Changement d'attitude

Le réseau social Pinterest s'est déjà conformé à la législation européenne en resserrant ses paramètres de confidentialité. Il en a d'ailleurs déjà fait part à ses abonnés cette semaine dans un message à leur attention.

La direction de Pinterest écrit qu'elle compte dorénavant donner en détail les raisons pour lesquelles elle collecte des informations à leur sujet et les façons dont elle s'y prend pour les partager. Elle ajoute qu'elle compte aussi expliquer le rôle des tierces parties avec qui elle fait affaire et les droits qui sont attachés aux informations de ses clients.

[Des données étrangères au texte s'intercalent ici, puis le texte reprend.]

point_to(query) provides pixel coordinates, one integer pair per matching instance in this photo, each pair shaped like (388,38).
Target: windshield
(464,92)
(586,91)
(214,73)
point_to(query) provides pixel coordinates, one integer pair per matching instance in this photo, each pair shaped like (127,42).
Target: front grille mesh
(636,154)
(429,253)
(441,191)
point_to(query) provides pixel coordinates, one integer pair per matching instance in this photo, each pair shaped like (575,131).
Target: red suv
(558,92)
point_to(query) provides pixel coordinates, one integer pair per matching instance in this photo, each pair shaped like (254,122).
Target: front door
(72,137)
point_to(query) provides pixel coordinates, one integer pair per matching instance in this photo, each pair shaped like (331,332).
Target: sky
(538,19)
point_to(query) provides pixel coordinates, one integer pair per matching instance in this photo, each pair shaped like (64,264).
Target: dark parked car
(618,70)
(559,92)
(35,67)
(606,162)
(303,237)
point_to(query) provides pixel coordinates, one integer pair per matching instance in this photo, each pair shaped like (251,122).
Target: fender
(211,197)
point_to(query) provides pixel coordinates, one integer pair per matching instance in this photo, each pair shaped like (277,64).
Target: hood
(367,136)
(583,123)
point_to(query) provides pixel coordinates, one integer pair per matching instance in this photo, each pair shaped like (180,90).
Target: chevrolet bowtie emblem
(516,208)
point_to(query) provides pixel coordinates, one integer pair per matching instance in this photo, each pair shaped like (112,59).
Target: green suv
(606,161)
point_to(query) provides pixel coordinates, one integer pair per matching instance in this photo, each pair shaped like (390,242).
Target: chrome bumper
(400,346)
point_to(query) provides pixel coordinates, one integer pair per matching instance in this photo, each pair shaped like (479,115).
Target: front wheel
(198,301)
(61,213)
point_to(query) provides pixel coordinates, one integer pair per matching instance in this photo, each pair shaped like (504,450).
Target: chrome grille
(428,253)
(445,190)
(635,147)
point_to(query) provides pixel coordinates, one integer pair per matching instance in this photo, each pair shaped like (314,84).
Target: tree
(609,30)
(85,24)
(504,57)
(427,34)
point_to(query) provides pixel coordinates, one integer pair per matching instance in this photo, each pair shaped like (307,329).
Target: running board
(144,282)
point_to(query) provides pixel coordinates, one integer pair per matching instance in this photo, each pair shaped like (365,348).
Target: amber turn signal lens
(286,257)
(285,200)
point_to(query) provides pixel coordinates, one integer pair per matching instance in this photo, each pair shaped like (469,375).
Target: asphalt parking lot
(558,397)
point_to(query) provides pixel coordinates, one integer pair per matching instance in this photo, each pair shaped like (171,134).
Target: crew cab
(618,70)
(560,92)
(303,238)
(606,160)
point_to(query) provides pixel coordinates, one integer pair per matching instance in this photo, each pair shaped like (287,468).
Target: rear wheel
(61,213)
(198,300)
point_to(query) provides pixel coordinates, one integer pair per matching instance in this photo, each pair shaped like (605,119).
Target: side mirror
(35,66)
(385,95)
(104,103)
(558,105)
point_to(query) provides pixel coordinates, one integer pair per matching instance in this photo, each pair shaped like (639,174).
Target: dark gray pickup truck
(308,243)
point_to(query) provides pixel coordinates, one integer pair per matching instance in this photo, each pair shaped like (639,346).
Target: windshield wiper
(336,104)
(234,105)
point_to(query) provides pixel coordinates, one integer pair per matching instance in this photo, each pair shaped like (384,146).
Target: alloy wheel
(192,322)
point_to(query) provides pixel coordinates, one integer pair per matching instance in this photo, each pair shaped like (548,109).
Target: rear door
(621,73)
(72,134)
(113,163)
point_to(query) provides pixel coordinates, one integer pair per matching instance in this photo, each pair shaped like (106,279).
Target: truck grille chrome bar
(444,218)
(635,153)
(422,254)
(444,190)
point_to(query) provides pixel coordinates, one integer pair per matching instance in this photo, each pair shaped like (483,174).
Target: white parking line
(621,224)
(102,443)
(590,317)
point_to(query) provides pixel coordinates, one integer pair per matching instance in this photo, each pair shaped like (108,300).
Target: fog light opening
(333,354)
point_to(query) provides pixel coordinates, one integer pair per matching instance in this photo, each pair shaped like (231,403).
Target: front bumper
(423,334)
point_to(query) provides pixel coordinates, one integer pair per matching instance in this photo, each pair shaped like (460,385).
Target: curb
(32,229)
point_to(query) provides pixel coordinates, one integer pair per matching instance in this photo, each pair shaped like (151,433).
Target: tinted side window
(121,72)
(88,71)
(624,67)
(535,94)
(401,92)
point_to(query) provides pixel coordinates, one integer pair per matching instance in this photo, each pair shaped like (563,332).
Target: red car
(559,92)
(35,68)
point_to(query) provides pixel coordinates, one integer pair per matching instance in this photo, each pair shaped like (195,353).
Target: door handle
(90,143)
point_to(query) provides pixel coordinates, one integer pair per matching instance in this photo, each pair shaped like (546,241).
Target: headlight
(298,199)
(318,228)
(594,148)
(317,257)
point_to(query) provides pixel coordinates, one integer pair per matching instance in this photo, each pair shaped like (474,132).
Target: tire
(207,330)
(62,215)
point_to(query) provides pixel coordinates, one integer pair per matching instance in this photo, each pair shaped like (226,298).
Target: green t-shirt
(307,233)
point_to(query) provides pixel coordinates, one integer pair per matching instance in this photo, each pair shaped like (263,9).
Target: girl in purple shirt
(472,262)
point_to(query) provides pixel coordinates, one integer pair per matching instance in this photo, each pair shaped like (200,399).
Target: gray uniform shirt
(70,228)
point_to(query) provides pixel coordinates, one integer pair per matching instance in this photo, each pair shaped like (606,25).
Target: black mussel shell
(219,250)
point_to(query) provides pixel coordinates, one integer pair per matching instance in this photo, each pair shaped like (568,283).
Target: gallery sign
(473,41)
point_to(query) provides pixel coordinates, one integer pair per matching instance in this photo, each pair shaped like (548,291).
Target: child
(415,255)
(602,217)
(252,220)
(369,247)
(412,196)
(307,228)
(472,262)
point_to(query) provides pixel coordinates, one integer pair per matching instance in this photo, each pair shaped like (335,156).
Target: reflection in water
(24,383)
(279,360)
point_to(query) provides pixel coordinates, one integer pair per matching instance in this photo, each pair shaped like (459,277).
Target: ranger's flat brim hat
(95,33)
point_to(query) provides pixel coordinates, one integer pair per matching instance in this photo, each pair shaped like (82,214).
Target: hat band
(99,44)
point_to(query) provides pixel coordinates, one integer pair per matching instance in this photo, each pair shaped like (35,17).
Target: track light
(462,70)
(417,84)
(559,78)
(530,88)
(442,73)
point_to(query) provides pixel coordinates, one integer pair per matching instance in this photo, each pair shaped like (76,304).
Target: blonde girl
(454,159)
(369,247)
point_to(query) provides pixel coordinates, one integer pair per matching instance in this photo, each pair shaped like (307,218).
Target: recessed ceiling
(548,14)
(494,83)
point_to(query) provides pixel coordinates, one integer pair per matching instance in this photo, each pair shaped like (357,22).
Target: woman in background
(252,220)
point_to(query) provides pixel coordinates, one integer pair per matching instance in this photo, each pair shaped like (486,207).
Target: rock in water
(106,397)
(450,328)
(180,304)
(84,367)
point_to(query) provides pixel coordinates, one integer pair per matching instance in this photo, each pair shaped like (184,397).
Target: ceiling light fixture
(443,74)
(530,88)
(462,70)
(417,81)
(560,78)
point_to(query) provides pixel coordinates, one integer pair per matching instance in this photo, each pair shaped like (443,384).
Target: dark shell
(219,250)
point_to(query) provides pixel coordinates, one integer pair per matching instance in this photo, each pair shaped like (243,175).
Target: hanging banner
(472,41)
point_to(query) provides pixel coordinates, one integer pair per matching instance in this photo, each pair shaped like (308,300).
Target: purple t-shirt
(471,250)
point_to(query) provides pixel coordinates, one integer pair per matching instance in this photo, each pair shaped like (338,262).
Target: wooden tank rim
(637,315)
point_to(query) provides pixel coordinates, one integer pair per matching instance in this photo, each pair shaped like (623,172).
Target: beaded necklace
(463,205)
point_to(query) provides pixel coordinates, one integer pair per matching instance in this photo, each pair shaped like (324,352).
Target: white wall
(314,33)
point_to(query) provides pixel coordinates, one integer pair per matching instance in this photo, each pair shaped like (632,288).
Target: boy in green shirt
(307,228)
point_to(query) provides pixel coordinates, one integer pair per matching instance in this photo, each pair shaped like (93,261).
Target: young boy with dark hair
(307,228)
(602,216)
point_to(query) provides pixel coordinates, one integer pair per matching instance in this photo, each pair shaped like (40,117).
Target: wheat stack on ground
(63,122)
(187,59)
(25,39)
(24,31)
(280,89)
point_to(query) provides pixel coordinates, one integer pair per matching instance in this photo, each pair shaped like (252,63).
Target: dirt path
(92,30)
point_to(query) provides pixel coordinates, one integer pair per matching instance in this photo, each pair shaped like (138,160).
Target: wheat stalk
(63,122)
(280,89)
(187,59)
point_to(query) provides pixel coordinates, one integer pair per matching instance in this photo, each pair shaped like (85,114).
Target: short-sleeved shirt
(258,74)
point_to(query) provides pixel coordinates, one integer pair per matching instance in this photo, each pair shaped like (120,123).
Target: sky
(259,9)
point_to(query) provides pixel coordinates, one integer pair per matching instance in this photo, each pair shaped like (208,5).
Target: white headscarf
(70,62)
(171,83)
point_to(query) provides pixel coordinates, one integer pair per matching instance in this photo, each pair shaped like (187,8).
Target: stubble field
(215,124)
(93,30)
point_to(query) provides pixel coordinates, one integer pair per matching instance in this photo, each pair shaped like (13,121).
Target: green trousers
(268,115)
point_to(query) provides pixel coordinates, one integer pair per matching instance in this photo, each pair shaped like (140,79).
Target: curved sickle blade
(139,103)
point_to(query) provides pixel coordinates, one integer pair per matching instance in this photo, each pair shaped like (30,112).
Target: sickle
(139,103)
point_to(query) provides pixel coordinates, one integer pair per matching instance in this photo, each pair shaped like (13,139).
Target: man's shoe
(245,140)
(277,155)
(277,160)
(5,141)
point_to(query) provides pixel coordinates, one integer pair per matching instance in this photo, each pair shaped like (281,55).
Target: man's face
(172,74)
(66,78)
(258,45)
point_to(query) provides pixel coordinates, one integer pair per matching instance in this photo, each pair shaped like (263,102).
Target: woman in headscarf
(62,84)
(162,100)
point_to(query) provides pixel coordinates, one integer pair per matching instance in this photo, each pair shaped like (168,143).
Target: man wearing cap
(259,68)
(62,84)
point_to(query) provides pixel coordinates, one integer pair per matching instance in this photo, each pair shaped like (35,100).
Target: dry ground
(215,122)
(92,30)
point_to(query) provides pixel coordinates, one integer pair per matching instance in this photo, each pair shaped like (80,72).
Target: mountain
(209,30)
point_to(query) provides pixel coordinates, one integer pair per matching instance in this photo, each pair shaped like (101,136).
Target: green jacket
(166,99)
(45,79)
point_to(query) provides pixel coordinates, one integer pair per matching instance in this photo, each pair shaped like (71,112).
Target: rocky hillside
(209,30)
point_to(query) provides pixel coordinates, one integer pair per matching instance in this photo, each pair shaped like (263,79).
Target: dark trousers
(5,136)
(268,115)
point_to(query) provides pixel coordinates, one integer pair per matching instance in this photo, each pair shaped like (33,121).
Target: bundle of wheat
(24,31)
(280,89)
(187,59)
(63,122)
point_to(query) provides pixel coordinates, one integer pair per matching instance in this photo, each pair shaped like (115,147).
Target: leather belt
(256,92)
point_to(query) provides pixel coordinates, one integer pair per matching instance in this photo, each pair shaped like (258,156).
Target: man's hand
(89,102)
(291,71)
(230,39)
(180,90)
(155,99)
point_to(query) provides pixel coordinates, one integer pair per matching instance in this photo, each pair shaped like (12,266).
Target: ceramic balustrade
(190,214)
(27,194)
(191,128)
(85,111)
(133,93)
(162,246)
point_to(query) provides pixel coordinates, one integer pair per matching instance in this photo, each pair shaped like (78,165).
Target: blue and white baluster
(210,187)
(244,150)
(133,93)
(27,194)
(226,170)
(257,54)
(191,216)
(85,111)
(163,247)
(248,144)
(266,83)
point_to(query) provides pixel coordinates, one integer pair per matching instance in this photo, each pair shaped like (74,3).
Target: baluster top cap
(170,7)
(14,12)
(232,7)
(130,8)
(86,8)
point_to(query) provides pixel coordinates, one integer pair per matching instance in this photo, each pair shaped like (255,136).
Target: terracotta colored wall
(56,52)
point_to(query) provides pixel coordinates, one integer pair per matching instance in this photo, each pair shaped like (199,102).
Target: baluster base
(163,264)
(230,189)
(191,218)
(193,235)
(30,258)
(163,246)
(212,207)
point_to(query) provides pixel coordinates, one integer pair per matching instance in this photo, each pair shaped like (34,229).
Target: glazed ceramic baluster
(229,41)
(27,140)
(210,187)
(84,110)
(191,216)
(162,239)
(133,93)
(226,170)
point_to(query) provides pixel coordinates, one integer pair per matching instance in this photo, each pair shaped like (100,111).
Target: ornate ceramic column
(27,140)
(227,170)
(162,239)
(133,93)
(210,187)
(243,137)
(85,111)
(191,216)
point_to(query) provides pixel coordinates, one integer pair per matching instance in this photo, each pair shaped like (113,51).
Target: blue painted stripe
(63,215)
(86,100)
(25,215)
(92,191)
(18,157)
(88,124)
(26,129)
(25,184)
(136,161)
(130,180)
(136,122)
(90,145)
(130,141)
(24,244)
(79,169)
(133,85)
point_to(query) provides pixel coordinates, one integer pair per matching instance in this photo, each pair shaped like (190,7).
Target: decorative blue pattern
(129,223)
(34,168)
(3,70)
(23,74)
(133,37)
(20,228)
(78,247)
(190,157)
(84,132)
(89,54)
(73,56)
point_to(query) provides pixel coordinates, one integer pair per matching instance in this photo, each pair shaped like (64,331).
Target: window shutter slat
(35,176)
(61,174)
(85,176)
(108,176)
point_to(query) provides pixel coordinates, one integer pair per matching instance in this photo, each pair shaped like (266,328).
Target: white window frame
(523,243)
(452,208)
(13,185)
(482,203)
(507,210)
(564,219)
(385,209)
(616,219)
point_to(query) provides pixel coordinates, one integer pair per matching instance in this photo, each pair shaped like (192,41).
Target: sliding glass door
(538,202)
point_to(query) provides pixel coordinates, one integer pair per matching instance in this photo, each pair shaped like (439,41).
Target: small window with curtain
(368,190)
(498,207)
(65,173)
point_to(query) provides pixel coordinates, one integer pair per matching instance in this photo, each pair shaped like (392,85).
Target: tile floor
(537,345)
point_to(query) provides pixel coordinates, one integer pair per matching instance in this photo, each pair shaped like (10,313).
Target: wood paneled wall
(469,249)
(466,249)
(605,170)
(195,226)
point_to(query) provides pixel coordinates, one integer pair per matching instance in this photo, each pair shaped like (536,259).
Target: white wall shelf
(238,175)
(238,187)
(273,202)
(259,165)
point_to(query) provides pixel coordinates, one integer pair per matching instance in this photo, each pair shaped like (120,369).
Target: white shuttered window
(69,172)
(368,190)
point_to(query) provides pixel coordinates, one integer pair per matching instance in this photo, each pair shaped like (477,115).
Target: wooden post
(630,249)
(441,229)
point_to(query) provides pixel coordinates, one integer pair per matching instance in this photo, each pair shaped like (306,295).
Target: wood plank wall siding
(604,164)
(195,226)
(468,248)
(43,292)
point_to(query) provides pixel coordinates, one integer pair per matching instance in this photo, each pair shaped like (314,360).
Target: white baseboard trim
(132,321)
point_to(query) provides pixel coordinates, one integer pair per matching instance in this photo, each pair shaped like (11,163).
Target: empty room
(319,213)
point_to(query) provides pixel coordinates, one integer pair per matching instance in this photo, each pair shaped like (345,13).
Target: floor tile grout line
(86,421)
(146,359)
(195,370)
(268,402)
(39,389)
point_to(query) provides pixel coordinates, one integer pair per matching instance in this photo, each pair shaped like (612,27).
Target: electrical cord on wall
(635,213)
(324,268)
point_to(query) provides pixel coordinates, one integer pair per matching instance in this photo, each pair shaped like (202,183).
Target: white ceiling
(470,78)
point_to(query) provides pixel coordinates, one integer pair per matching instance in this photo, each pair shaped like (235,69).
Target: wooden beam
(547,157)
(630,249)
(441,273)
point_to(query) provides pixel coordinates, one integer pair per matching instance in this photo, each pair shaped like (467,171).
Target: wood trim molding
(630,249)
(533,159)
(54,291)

Mme Cavoukian et Mme McPhail disent néanmoins comprendre les raisons pour lesquelles le commissaire tient à se consacrer à une enquête à la fois, en commençant par celle sur Facebook pour signifier à son PDG, Mark Zuckerberg, la gravité de toute cette affaire. Mme McPhail invite toutefois les Canadiens à porter plainte auprès du Commissariat pour faire part de leurs inquiétudes au sujet de Grindr.

Mme Cavoukian souligne que les médias sociaux n'auront pas le choix de resserrer leurs paramètres de sécurité, parce qu'ils risquent de perdre leurs clients. Elle note à juste titre qu'un mouvement #deleteFacebook gagne en popularité depuis la mise au jour du scandale Cambridge Analytica.

Mme McPhail pense qu'il est toutefois devenu difficile de quitter des réseaux sociaux comme Facebook. « Ces plateformes sont devenues des parties intégrantes de nos vies sociales et professionnelles et de nos communautés... Les quitter ou les boycotter ne changera rien au problème. »

Il faut au contraire s'assurer selon elle que ces sociétés et celles qui verront le jour dans le futur fassent un meilleur travail pour protéger leurs utilisateurs.